Sejak sekolah SMP saya sudah mulai mengenal dan mempelajari seni
musik, dengan instrumen keyboard dan piano pop. Saya sudah mulai mengulik lagu
lagu mas Indra Lesmana, Fariz RM dan KLA PROJECT, juga lagu lagu oldies barat dan oldies Indonesia.

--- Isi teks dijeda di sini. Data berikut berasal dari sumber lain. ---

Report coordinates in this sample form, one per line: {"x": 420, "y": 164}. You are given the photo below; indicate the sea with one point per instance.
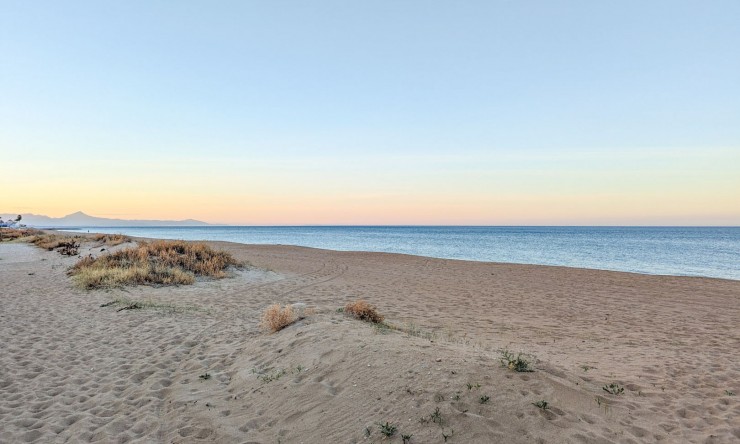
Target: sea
{"x": 680, "y": 251}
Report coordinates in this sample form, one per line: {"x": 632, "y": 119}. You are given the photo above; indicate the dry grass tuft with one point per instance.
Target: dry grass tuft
{"x": 9, "y": 234}
{"x": 152, "y": 263}
{"x": 111, "y": 239}
{"x": 276, "y": 317}
{"x": 364, "y": 312}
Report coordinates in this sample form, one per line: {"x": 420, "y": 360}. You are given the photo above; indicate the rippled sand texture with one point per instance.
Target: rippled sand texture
{"x": 73, "y": 371}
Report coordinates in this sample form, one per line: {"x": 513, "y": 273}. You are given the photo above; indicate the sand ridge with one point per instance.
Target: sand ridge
{"x": 74, "y": 371}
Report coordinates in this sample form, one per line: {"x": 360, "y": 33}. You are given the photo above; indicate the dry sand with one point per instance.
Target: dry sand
{"x": 73, "y": 371}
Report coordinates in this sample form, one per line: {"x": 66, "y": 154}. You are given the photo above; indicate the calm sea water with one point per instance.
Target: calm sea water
{"x": 686, "y": 251}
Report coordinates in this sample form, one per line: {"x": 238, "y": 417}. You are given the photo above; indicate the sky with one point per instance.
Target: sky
{"x": 363, "y": 113}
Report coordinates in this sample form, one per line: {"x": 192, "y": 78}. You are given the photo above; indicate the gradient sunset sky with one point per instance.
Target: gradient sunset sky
{"x": 376, "y": 112}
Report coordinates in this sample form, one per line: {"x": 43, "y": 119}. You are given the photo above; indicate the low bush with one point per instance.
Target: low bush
{"x": 364, "y": 311}
{"x": 277, "y": 317}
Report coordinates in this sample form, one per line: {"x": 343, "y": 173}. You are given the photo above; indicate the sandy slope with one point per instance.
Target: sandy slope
{"x": 73, "y": 371}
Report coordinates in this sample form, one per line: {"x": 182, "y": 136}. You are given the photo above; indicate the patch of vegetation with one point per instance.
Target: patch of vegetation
{"x": 613, "y": 388}
{"x": 65, "y": 245}
{"x": 274, "y": 376}
{"x": 277, "y": 317}
{"x": 132, "y": 306}
{"x": 161, "y": 262}
{"x": 111, "y": 239}
{"x": 364, "y": 311}
{"x": 541, "y": 405}
{"x": 518, "y": 363}
{"x": 388, "y": 429}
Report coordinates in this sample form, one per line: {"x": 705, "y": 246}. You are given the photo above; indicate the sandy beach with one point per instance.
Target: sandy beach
{"x": 195, "y": 366}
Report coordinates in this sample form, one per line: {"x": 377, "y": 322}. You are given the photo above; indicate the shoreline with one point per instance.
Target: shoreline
{"x": 76, "y": 370}
{"x": 434, "y": 257}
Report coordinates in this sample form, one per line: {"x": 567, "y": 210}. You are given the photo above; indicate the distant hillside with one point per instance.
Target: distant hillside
{"x": 80, "y": 219}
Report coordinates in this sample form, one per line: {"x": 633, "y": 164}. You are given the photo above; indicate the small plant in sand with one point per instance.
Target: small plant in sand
{"x": 387, "y": 429}
{"x": 613, "y": 388}
{"x": 274, "y": 376}
{"x": 541, "y": 405}
{"x": 518, "y": 363}
{"x": 277, "y": 317}
{"x": 364, "y": 311}
{"x": 436, "y": 416}
{"x": 446, "y": 436}
{"x": 161, "y": 262}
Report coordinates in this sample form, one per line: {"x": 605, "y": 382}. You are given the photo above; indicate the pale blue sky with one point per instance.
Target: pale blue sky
{"x": 395, "y": 101}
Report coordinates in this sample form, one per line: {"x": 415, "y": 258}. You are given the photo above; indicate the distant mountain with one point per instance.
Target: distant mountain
{"x": 80, "y": 219}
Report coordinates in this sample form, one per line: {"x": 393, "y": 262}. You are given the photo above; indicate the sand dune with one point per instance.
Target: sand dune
{"x": 197, "y": 368}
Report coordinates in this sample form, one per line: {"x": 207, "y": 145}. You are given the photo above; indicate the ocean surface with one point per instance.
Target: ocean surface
{"x": 682, "y": 251}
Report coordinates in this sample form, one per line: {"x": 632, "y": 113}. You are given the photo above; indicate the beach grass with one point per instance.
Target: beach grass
{"x": 161, "y": 262}
{"x": 111, "y": 239}
{"x": 363, "y": 311}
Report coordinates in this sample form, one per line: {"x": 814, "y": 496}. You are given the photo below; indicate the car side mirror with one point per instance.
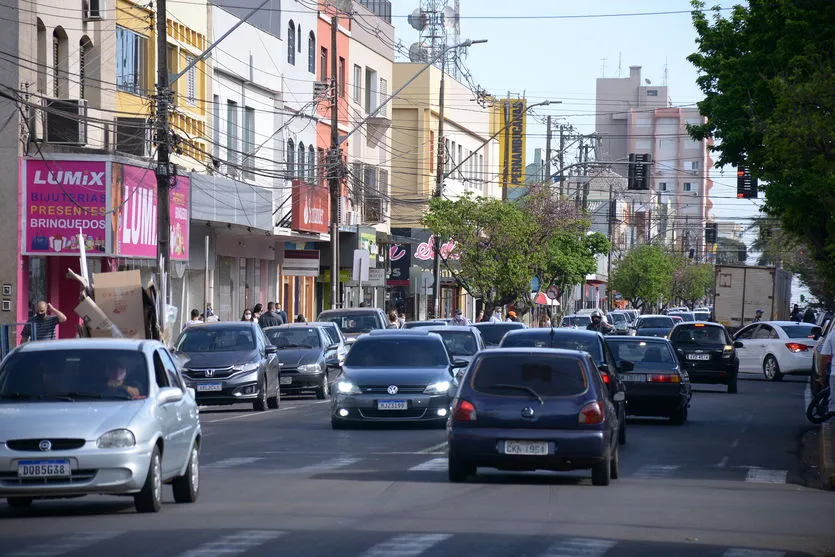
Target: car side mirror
{"x": 169, "y": 394}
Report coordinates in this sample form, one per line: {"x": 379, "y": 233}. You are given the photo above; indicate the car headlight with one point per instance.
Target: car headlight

Hingga akhirnya saya bergabung dengan grup band Mirror pada tahun 2002 sebagai
bassis dengan genre metal progressive.Dari grup band ini kami sering mengikuti
festival festival bergengsi yang ada di Riau, seperti festival musik rock se Riau,
festival musik ajang nasional dari tahun 2005 hingga tahun 2009 yang diadakan
dibalai kartini Jakarta, pada tahun
2011 saya mulai mengkomersilkan skill keyboard dan piano pop saya untuk
mengisi live musik dibeberapa hotel ternama diKota Dumai hingga saat saya
mengisi biografi ini.
Mengapa saya
tertarik dengan seni musik? Seni bermain musik membuat saya cepat dikenal oleh
orang lain. Dari musik kita bisa membangun silaturahmi yang lebih luas lagi
dengan tujuan menghibur dan menyampaikan nada dan lirik yang sifatnya positif.
Pada tahun
2001 saya mulai terjun dan mengenal world music, dimana pada saat itu saya
dikenalkan dengan salah satu musisi senior Kota Dumai yaitu Yong jali. Dan
semenjak itu saya resmi bergabung dengan grup music beliau dengan nama grup
band serampang.dibawah pimpinan beliau sebagai leader band dan sebagai composer
music.Saya banyak belajar tentang world music dan kebetulan kami menggarap
music melayu contemporer.
Dan event pertama yang pernah saya ikuti bersama grup
band serampang adalah memenuhi undangan dari Yayasan Kesenian Riau Jakart. Pada
saat itu kami dipercayakan untuk tampil di gedung sasana Langgeng Budoyo didalam lokasi taman mini indonesia
indah. Dan juga beberapa event serupa yang tentunya masih dalam tema world
music.
Itu lah keseruan berkesenian saat itu, menurut saya bermusik pada saat
dulu penuh dengan petualangan, apa bila saya diminta untk membandingkan dengan keadaan berkesenian pada
saat ini dalam hal bermusik khususnya tentu ada kurang dan lebihnya, bermusik di era sekarang kita banyak di bantu
dengan teknologi, hampir semua musisi dan praktisi seni memiliki software
software digital didalam mendukung karya karyanya.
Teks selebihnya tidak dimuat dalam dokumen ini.